Strength of the study

This study covers the population belonging to both rural and Urban areas that cater to patients from adjacent states of Eastern India. Sunetra eye program of Odisha implementing free services for preventable blindness is an integral section of this study. Apart from the demographic profile variation, we have registered varied clinical pattern presentations over this study period. The findings contribute to community Ophthalmology preventive measures and comprehensive eye care.

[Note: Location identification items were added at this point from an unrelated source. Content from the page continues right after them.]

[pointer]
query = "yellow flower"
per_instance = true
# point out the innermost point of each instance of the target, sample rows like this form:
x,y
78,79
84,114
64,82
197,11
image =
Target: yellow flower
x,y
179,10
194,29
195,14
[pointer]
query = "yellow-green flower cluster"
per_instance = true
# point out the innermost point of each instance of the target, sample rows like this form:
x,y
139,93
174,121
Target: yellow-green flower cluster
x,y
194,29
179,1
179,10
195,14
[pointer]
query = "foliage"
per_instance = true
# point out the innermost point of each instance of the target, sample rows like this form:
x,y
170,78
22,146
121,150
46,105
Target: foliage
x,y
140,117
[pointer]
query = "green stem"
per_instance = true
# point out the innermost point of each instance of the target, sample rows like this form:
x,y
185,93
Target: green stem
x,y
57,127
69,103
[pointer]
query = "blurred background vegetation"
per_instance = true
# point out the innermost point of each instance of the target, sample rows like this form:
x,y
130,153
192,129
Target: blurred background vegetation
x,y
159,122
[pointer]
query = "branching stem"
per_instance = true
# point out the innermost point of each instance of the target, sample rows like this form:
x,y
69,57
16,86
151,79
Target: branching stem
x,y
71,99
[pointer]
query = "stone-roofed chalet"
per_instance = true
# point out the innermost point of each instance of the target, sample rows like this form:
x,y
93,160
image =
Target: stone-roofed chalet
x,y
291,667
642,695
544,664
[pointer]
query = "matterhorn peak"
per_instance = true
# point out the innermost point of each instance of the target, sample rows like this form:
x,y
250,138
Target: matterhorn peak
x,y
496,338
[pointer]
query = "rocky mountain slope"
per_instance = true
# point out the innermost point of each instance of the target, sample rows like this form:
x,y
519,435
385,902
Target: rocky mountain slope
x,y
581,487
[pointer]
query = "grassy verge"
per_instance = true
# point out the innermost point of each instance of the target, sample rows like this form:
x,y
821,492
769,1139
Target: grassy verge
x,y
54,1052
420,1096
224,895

Pediatric ocular trauma is more prevalent and preventable. Because it tends to change personality, skills, and amblyopia, hence active referrals and interventions are highly essential to check visual impairment. Proper health education, awareness in all sectors of society, safety precautions, and supervision can check the morbidity of a larger event.



We are grateful to the staff of the department of Ophthalmology for their support and cooperation.



Conflict of Interest

The author(s) declared no potential conflicts of interest with respect to the research, authorship, and/or publication of this article.